Problem is, personal voter contact may be one of the few tools in the democratic toolbox that sorta works, what with a recent meta-analysis study showing that persuasive advertising pretty much fails in partisan elections. Similar research shows that while doorknocking can boost democratic voter turnout by several percent in low turnout primaries and off year elections, in presidential elections like 2008 the effect was barely noticeable though statistically significant. To be honest, I suspect that most of our campaign strategies are ineffective, and have a sneaking suspicion that our candidates are pretty much just surfing the waves of public opinion… But we’ll need some serious stats geeks to prove that, like the statisticians who put Wall Street to shame a couple decades back with their findings that investment managers rarely even outperformed the S&P 500 index.
So here we are in 2018 with big D Democratic parties and campaigns demanding that campaign staffers and offices meet daily contact quotas. So my e-mail and FB events page is full of doorknock demands, and I drop by the local democratic party campaign office for a meeting and get handed a list of voters to phone while another candidate tries to talk me into yet another doorknock! I can understand the desperation- When you’re the only campaign office in a district of 40,000 voters behind 20,000 doors that you’ll have to hit at least 5 times to catch maybe half those voters home those 100,000 contacts would make you kinda desperate. Especially when you have no paid staffers, maybe 20 volunteers, and voting starts in 4 days!
So staffers and overbearing volunteers, back off! There is no way we’re going to knock every door, so lets prioritize and knock the doors where we can have the most impact.

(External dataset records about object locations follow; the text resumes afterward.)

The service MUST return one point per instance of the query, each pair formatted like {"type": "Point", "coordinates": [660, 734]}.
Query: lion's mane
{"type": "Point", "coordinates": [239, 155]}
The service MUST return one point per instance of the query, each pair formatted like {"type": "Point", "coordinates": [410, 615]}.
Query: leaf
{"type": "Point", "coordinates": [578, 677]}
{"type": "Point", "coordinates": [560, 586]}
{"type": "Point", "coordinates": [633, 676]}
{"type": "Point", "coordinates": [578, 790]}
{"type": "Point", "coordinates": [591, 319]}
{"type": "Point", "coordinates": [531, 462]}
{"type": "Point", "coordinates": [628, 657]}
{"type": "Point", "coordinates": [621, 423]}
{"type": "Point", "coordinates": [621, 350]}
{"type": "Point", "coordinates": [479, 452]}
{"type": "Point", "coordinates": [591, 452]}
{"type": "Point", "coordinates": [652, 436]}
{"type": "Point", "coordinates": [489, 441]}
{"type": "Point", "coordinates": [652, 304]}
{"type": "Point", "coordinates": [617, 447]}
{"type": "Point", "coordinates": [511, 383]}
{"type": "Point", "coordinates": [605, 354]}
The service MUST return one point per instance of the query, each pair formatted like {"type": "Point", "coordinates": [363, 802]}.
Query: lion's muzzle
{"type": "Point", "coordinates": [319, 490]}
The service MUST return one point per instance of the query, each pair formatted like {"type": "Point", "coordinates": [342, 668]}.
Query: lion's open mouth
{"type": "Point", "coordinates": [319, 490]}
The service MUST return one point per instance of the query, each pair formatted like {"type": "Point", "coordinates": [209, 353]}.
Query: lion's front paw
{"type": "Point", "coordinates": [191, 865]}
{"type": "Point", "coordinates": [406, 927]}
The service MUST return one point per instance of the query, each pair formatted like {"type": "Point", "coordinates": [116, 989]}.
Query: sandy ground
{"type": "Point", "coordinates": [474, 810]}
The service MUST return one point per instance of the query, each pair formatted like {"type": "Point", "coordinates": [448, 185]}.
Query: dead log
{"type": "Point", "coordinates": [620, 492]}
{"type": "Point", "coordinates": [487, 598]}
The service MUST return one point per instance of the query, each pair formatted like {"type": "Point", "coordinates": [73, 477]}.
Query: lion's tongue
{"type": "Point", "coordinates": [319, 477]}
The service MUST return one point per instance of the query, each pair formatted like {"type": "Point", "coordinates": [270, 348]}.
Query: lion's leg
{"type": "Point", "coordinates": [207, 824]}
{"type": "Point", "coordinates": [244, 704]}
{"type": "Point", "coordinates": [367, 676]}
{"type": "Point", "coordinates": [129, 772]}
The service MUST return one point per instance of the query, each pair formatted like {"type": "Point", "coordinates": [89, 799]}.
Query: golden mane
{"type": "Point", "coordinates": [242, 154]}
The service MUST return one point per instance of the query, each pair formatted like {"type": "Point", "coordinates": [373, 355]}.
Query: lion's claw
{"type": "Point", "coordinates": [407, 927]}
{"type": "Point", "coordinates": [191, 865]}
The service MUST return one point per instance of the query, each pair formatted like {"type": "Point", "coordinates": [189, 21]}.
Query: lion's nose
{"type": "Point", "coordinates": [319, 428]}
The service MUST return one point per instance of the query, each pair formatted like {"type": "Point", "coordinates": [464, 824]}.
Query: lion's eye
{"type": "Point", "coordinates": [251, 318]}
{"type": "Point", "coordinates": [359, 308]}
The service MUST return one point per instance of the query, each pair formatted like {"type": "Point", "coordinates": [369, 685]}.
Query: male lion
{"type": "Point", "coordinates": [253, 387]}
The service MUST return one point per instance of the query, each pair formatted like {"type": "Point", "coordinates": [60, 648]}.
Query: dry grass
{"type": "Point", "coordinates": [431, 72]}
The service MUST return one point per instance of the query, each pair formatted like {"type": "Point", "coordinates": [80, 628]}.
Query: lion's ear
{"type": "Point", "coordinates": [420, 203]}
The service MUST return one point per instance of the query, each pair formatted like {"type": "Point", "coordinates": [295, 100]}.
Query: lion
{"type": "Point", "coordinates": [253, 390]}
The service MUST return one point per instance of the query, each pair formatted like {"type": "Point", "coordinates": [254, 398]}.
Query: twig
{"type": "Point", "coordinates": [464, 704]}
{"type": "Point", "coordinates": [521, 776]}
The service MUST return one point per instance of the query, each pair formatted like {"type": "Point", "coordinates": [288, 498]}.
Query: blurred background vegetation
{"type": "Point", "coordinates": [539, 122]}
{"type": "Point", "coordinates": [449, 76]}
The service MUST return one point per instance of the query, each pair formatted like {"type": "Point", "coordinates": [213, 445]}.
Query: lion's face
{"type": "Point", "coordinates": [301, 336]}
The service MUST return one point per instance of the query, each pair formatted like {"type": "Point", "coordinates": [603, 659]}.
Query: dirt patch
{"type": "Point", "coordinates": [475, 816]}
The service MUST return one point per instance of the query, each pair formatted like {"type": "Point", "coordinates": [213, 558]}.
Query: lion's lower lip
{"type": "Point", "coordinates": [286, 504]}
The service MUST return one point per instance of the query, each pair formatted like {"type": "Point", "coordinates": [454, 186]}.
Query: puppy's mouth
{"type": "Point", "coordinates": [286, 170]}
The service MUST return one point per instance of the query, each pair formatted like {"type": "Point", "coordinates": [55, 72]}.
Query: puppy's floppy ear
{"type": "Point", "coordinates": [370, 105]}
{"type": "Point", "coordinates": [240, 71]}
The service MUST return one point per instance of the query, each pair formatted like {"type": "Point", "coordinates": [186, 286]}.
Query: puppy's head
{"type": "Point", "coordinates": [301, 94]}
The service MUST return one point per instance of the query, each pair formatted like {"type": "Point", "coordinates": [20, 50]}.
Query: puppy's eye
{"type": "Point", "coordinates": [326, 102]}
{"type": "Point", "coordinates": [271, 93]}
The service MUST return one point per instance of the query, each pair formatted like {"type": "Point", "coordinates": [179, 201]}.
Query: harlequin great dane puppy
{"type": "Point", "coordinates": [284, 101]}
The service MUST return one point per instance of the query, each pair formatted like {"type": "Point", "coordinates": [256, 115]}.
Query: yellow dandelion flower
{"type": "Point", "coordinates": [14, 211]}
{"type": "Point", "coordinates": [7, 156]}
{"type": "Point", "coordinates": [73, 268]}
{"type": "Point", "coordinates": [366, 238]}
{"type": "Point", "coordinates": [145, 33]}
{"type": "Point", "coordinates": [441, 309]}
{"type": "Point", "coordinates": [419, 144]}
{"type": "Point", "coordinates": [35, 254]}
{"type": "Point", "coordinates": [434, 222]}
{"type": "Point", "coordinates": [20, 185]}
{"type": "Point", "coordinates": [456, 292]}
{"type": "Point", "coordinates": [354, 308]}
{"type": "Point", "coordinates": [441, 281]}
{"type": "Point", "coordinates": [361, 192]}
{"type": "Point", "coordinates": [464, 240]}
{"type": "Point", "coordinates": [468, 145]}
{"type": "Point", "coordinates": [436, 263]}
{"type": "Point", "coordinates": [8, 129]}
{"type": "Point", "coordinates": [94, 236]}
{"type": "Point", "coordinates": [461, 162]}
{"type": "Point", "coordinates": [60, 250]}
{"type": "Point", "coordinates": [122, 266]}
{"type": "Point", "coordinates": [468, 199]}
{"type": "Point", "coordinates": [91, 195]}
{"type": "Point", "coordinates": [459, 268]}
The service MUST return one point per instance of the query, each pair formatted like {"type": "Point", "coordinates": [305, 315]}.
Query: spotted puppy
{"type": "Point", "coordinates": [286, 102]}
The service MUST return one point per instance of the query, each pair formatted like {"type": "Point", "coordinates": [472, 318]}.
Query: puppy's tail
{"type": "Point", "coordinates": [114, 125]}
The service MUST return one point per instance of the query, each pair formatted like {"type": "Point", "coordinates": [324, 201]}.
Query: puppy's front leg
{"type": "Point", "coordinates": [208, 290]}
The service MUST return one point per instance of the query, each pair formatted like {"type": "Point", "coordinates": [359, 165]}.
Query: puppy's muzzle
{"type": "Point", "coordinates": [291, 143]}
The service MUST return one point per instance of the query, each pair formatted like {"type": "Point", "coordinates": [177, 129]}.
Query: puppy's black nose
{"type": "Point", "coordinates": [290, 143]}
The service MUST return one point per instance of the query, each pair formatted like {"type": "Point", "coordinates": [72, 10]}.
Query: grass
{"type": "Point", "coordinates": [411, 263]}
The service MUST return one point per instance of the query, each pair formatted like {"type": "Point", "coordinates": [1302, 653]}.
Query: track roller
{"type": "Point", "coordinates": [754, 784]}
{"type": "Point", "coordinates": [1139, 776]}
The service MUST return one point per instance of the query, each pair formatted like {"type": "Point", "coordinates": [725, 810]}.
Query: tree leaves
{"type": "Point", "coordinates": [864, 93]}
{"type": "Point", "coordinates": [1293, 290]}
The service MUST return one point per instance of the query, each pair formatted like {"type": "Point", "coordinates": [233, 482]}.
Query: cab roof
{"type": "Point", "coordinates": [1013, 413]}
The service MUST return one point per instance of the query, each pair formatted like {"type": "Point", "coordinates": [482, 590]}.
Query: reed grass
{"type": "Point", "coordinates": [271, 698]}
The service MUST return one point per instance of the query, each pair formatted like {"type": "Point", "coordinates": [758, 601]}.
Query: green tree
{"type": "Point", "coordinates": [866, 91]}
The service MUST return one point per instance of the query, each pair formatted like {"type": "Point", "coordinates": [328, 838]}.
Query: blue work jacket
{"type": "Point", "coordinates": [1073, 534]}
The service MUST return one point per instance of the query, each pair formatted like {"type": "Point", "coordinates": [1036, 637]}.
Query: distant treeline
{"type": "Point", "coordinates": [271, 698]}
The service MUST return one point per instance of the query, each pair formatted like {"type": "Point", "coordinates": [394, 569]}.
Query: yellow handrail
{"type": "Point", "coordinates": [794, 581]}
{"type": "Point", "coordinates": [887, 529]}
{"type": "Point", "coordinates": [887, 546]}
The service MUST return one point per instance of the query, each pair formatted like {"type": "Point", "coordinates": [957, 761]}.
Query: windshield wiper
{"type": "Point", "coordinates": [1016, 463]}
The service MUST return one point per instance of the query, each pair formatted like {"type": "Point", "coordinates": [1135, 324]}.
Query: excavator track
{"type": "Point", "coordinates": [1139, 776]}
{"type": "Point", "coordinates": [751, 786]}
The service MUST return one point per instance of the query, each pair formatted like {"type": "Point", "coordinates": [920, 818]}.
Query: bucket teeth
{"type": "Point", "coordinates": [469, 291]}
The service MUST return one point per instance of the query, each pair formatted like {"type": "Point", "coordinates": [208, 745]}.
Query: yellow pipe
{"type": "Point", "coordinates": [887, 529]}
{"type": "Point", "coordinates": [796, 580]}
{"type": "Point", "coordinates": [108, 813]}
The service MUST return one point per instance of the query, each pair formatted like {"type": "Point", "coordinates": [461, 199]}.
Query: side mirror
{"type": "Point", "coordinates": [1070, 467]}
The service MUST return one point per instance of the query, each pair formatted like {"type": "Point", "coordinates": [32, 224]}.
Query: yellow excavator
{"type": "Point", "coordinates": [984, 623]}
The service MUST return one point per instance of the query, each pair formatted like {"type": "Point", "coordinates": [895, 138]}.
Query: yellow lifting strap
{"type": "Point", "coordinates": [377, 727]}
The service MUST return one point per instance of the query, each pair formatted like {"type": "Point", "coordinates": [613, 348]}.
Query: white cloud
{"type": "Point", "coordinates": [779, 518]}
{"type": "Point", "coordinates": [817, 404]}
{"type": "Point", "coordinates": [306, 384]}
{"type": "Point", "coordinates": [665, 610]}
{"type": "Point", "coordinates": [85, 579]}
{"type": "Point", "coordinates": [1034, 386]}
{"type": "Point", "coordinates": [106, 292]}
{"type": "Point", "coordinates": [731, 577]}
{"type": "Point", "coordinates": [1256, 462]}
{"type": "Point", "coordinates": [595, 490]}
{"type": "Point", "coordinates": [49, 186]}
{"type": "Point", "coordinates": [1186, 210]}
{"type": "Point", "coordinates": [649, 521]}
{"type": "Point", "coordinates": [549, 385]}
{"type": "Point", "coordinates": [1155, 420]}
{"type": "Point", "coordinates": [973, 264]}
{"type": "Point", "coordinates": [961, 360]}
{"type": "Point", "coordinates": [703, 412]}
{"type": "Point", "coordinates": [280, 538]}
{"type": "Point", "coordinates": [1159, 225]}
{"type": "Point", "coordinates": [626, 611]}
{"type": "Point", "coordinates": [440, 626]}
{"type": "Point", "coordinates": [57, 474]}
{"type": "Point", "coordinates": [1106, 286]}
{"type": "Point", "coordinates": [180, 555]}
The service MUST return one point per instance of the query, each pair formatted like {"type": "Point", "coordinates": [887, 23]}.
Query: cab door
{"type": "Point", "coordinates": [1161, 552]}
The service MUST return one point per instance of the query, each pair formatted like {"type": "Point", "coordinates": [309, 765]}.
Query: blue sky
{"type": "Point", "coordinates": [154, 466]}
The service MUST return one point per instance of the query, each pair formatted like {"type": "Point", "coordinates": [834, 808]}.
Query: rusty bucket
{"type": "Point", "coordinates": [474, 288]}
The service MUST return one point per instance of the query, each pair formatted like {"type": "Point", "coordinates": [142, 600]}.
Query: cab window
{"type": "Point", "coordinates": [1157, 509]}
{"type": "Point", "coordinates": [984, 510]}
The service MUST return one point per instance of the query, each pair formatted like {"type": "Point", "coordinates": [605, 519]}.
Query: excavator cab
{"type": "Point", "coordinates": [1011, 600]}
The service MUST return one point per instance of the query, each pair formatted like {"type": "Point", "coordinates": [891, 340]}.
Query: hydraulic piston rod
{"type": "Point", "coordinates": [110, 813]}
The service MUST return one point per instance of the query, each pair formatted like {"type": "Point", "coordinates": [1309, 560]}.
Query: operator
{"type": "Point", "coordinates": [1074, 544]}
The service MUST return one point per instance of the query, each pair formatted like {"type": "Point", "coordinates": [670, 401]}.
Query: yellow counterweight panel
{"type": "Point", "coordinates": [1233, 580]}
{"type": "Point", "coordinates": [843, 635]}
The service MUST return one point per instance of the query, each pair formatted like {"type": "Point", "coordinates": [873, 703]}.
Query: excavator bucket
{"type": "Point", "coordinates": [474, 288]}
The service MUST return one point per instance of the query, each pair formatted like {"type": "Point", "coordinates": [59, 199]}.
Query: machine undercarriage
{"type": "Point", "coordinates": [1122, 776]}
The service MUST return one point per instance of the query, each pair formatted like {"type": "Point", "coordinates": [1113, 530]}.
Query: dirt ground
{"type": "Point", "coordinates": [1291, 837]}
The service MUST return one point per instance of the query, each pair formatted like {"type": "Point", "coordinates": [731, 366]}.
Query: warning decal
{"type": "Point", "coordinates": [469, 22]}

And let’s make this a truly coordinated campaign- I’ve had three demands from different campaigns and party groups to knock and phone what is essentially the same “turf”- Can we at least put together a coordinated campaign? And lose the “ability shaming”- I’ve doorknocked for a couple candidates this cycle and my MS addled 68 year old body wouldn’t let me finish the last one. Quit hoping I’ll “rise to the challenge” of multi mile walks, instead let me pick out a bite size turf sheet by sheet. And that “Mini Van” app on the smart phone… Do you really want this farsighted gimp trying to enter data while stumbling along? I’ll take an old skool clipboard and I’ll be happy to enter the data back at the campaign office afterward. And from the state party chair who demanded to know how many doorknocks I’d done this cycle on down, don’t disgrace your party’s commitment to inclusion of differently abled citizens by ability shaming me because I can’t walk as fast and far as your 20 something staffers!